The author did patronize a bunch of Salem witch shops and he paid a bunch of “practitioners” for readings. He didn’t learn anything about himself that he didn’t already know.
(Tangent: When I was a student at St. Vincent College, our dorm brought a local psychic to campus so that students could have the privilege of paying the psychic $35 each for “personal” readings. When my friends debriefed each other later that evening, we discovered that my friends had each received the exact same “prediction.” )
The author also spent a lot of time in, and writing about, cemeteries. (He looked for the graves of the key players in the witch trials.) In these cemeteries, he watched tourists eat their nachos and drunks make asses of themselves.
He interviewed Richard St. Armour, a security guard for the Old Burying Point cemetery in Salem. St. Armour shared the following about weird things that people did in that cemetery:
- Picnic on the tombs.
- Attempt to dig up a grave.
- Hide behind graves when the guard chased out the visitors and locked up the cemetery at dusk.

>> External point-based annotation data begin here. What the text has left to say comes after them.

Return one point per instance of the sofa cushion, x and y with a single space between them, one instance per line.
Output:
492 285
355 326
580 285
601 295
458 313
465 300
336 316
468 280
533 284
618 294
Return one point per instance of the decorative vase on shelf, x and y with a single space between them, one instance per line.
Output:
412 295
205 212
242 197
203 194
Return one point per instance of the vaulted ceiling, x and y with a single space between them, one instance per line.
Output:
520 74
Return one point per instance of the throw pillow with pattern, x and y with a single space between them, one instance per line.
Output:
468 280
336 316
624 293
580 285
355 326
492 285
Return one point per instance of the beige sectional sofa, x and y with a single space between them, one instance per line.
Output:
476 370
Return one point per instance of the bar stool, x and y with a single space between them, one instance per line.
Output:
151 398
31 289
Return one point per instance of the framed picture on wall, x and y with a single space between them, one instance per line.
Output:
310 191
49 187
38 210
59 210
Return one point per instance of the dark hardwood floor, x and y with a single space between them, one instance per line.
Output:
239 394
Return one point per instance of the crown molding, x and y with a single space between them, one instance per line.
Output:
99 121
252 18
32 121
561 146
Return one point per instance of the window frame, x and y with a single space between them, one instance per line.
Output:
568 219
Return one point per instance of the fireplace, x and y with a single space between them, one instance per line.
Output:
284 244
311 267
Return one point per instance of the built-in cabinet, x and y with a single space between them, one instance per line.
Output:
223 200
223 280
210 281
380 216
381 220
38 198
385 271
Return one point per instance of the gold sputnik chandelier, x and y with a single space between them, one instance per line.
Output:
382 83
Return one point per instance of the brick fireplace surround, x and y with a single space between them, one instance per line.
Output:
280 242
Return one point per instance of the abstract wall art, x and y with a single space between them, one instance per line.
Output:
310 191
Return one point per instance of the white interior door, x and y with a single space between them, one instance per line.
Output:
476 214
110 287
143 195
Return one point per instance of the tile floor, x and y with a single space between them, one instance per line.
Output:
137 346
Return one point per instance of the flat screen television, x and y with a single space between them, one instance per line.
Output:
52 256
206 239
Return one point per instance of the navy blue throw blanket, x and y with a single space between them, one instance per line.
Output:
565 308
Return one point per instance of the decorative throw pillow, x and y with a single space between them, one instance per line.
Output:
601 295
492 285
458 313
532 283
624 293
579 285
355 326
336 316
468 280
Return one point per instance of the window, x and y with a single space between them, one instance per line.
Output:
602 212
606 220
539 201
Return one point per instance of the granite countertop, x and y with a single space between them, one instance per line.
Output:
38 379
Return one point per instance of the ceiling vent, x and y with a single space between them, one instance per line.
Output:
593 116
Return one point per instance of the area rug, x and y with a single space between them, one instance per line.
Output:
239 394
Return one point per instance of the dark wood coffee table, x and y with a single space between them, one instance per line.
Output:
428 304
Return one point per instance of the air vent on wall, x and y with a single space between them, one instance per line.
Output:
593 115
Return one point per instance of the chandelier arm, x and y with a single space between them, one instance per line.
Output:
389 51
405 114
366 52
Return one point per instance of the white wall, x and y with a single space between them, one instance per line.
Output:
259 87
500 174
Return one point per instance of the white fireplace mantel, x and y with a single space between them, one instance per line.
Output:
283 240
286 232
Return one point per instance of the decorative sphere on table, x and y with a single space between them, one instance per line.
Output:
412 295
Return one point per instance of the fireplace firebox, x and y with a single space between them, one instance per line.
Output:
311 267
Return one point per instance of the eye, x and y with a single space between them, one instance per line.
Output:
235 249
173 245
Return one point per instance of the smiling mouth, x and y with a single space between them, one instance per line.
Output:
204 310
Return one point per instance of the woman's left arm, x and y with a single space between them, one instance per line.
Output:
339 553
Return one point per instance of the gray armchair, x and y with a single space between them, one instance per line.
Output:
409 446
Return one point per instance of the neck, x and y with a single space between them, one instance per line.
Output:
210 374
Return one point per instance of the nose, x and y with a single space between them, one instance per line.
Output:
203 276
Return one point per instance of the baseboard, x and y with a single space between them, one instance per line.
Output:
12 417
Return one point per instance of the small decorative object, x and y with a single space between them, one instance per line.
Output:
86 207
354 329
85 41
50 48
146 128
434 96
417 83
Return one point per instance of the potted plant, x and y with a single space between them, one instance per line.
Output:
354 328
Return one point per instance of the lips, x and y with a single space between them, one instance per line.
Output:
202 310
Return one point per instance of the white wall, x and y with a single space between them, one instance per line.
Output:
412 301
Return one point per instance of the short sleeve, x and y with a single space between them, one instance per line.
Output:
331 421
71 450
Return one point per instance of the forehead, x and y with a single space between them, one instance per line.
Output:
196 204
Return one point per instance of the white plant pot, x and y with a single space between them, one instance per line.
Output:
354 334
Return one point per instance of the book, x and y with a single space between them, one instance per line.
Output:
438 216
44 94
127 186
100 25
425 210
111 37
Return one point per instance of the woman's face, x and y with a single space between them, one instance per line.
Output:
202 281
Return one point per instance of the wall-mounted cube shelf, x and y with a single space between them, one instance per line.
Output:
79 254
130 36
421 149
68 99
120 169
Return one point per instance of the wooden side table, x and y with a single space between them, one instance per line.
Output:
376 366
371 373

This last thing triggered a childhood memory. When I was a very young child with several younger sisters and cousins, we were with my mother and my Aunt Sue at playground near my grandma’s house. This playground was at one of those large parks where the park staff have to drive around in order to patrol it. It was dusk. An “official – looking” car drove towards the playground. My aunt told us that the car belonged to the law enforcement coming to chase everybody out of the park for the evening. She told us that if we all hid in a large cement tube that was part of the playground equipment, the “law” wouldn’t see us and we could stay longer. So we all crowded in the tube. And the “law” drove past us. We fought the law, and we won!
Then, we all agreed to go back to grandma’s house and eat ice cream.
I’m sure now that Aunt Sue was messing with us. I bet that the “official” car was for park maintenance or something. I say this not because the “law” would have seen my mom’s car in the playground parking lot, or because my mom wouldn’t have actually agreed to hide from law enforcement in a cement playground tunnel. I say this because my family is LOUD, and the “law” would have heard us.
Yeah, so I went off on a tangent after I ripped on Sarah Vowell on Goodreads for doing this too often. Anyway, you might like “A Season with the Witch” if you have any interest in visiting Salem one day.